If you’re looking for direction on how to start and maintain a small business, Clint Harp’s new book might not be for you. It might be worth your time, however, if you want to read about a random meeting at a gas station and a far-fetched home loan application from a couple with $615 to their names.
“Handcrafted: A Woodworker’s Story” was released in September, and “it’s not a self-help book,” Harp said. “I’m not telling you, ‘Hey, here’s how to do it.’ I’m just telling you how I did it.”
The book details Harp’s journey from his time at a high-paying sales job in Houston to the lean years when he was trying to establish his handmade furniture business to today, as the star of the DIY Network show “Wood Work” and co-owner — along with his wife, Kelly — of Harp Design Co. in Waco.
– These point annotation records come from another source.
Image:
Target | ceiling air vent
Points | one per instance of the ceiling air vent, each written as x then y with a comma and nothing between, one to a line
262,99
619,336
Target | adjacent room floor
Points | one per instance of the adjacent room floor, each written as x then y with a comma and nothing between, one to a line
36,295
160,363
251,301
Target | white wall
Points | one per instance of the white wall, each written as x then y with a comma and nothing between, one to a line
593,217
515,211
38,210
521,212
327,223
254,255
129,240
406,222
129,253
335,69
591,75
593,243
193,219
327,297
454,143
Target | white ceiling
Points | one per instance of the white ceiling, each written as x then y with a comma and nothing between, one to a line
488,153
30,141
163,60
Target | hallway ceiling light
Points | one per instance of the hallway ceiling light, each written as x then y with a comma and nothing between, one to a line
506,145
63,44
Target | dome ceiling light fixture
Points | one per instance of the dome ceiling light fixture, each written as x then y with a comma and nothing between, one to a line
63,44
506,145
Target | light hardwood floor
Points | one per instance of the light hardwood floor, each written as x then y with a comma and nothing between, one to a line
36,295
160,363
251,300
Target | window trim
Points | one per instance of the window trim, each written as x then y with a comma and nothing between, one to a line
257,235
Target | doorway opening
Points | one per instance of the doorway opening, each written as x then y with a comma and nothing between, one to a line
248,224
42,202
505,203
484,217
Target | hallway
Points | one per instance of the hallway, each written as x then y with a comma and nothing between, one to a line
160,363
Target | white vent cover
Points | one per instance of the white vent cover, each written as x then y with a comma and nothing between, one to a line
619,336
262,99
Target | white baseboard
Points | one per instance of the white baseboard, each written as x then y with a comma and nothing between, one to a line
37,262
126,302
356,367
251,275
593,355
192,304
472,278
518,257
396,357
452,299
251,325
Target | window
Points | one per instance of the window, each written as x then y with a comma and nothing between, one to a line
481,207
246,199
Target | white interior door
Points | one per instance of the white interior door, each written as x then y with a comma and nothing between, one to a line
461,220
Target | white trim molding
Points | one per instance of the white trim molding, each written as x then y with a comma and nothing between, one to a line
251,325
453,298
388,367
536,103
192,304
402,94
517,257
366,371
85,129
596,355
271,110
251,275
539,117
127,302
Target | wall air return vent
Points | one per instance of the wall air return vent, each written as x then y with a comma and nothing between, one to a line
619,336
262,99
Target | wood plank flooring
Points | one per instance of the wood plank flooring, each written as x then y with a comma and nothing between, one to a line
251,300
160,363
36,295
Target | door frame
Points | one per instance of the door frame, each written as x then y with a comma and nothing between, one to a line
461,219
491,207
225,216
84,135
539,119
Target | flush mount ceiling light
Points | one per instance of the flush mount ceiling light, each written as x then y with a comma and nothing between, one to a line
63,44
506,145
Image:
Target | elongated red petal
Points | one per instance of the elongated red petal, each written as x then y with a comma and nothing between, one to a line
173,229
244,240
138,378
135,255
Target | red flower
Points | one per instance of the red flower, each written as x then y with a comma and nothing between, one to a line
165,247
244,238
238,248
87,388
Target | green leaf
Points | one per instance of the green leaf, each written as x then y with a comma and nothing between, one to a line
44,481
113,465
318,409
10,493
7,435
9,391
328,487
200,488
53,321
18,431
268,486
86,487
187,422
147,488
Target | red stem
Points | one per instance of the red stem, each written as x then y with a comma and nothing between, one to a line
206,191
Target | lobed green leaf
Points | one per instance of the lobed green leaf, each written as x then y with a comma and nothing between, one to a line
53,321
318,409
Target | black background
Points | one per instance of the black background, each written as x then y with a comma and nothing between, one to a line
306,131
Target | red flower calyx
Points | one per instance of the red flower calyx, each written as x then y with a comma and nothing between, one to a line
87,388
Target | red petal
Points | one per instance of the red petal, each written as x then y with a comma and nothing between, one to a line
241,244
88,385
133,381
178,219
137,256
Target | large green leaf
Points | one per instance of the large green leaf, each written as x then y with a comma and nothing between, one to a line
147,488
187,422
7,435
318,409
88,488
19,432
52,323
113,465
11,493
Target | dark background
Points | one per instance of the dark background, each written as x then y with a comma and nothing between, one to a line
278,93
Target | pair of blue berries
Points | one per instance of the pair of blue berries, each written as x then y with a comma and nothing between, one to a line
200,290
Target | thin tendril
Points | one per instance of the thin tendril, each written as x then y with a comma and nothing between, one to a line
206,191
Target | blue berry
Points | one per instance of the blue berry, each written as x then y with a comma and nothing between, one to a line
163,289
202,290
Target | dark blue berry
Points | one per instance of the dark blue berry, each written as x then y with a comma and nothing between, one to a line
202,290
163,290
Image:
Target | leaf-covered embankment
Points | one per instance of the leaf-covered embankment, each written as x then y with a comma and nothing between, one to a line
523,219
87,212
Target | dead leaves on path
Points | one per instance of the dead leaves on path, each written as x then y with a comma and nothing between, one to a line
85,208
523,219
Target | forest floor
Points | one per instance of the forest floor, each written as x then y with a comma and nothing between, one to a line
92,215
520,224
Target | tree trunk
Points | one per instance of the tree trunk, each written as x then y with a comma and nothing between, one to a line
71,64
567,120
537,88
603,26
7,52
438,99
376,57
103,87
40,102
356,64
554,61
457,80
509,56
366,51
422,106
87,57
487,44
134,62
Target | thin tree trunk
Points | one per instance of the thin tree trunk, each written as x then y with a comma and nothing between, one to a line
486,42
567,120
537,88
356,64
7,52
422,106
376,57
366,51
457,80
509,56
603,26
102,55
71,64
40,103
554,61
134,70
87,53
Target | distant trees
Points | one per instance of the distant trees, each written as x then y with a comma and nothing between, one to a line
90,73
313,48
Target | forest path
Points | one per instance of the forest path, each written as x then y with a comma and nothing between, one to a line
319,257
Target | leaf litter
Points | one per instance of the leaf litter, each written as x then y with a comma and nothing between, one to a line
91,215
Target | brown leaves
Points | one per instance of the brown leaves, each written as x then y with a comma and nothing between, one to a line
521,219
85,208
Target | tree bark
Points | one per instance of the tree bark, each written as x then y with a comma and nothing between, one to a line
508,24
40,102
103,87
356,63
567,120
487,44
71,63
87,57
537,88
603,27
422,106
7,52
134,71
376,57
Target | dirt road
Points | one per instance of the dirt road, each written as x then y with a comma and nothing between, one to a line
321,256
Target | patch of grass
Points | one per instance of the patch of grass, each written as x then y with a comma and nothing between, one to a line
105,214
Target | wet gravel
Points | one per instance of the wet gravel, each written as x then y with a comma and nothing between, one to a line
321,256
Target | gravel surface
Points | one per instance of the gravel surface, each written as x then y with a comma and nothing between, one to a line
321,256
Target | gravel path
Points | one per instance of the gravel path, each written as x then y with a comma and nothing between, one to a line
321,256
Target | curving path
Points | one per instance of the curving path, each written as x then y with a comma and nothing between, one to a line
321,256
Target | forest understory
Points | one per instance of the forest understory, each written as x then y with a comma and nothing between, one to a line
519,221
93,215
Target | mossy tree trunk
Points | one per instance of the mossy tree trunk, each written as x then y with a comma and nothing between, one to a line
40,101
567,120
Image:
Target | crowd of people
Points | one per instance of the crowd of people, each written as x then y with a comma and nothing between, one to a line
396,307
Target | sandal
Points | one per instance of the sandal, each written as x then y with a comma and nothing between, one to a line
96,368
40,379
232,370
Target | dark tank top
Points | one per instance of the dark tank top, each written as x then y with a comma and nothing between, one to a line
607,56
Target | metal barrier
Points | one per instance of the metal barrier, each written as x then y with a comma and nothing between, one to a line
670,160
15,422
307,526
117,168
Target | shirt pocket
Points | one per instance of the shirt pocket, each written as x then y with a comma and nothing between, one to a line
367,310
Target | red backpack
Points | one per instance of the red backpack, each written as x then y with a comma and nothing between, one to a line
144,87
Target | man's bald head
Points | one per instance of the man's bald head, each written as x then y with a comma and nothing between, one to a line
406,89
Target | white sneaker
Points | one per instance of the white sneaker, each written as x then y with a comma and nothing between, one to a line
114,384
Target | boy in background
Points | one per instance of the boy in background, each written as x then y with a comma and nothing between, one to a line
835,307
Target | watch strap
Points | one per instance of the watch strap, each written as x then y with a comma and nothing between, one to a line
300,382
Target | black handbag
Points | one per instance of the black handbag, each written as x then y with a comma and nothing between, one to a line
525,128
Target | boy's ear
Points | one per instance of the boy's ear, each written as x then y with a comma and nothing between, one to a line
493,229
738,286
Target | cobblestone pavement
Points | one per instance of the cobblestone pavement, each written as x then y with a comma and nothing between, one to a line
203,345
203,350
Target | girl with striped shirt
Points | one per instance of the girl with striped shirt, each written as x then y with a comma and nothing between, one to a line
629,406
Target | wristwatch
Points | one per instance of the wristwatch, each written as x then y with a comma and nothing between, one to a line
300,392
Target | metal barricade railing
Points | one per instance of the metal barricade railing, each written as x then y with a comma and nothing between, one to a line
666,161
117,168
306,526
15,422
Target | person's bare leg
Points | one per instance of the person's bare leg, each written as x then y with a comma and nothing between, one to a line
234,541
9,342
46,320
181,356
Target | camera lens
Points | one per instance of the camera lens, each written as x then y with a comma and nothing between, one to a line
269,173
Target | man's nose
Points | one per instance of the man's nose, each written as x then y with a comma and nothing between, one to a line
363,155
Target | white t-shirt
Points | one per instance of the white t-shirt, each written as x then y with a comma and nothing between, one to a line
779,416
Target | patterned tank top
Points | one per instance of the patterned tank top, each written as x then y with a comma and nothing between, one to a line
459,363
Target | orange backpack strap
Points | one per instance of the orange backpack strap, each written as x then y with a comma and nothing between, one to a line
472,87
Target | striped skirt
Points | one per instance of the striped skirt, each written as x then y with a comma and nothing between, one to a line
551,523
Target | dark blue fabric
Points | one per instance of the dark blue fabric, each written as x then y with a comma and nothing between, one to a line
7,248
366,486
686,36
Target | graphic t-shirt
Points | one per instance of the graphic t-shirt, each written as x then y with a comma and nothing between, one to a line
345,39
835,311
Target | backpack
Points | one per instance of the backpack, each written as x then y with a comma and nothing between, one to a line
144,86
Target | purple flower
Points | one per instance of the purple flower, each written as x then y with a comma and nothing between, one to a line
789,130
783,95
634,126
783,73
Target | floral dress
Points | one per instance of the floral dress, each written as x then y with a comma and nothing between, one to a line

The TV roles came about thanks to his work as the carpenter on HGTV’s “Fixer Upper,” which he, eventually, landed after meeting Chip Gaines at the H-E-B gas station on Wooded Acres Drive.
“We didn’t know each other at all, but somehow, that afternoon, we ended up driving around Waco for three hours just talking,” Harp wrote. Later in the first chapter, Harp wrote about going to dinner at Chip and Joanna Gaines’ house and how a long evening ended with Joanna asking, “Clint, do you think if I drew up some designs on a piece of paper, you could possibly build them?”
But Harp realizes that things don’t always fall into place that easily.
“Everything just happened super-fast,” he said. “I’ve talked to so many people who are in business and they go, ‘You know, people would kill for this kind of growth.’ Just a short period of time, to go from literally your garage to here. It just doesn’t happen. What I talk about with people when I do home shows, I want to put the message out there to go for your dreams. I tell them, ‘Look, it could get harder, but if you don’t go for it, you’ll never know.’”
Harp said he spent three to four months writing the 80,000 or so words that make up “Handcrafted.” Much of his writing time was spent at the Armstrong Browning Library on the Baylor campus.
“It’s quiet, it’s beautiful and it’s inspiring,” he said of the building that houses original works of the Victorian poets Robert and Elizabeth Barrett Browning. “It feels like an episode of ‘Downton Abbey.’ I’ve always been drawn to that kind of place. It was very inspiring to sit there and write there.”
Harp actually began writing a book 17 years ago during the first year that he and Kelly were married. They had gotten a little money back in a tax return, he said, and bought a Toshiba Satellite laptop. At the time, he was working in youth ministry at a church, so he wrote what it was like being a child of divorced parents and splitting time between two households.
“I love my family, and I’m so thankful for what I went through because it made me who I am today,” he said. “I don’t regret any of it, but I wanted to talk about … split families and dysfunctionalism, where you have to grow up in it and grow up out of it, if you will. And I wanted to write a book sharing about my experience just with the hopes that somebody, young kids, or kids my age or older people would read it and think about the decisions they were making in their lives or maybe not feel so alone if they were a kid of divorce.”
That would have been, he admits, a pretty heavy topic with which to begin his writing career, but some of the stories and lessons from that stage of his life made their way into “Handcrafted.”
After the writing of the book, Harp had to work through the editing and publishing process, which took many more months, and he said he wouldn’t have been able to do that without Kelly at the helm of their business.
“When I was busy doing this, she was taking it to the next level, and we were constantly working together to keep pushing Harp Design Co. further and further,” he said. “I’m just very fortunate to have someone who is incredibly smart and gifted and capable, and we are where we are today because she’s helped push it forward.”
Harp said that despite the publicity surrounding their TV appearances, he and his family try to live life as normally as possible. He’s coached his children’s sports teams, and when he takes lunch to his kids at school, their classmates “know me as Coach more than anything else.”
Still, life in front of the camera means getting recognized and approached in public, and Harp said he understands that’s part of the job.
“For the most part, it’s at a level where people just want to take a selfie and say what the show meant to them, that it’s helped push them forward and some dreams they were wanting to do,” he said. “That’s an amazing thing that I don’t take for granted.”
Harp also said he tries to feature as many local artisans and workers on his show as possible to show gratitude for chances that he’s been given.
“Paying it forward is just so incredibly important, and it’s something that Chip and Jo did for me and something that other people before that did,” he said. “My grandfather gave me opportunities to get down on the job site and work. I’ve had bosses that gave me opportunities to try and take something to the next level. My parents, coaches, teachers. And, of course, Chip and Jo, giving me the opportunity to be on there and play carpenter, my real-life role, doing it on TV. For me, [‘Wood Work’] is just another opportunity to continue to spread that love and spread that opportunity because there’s just so many talented people out there, and I think we all should do our best to highlight and push each other forward.”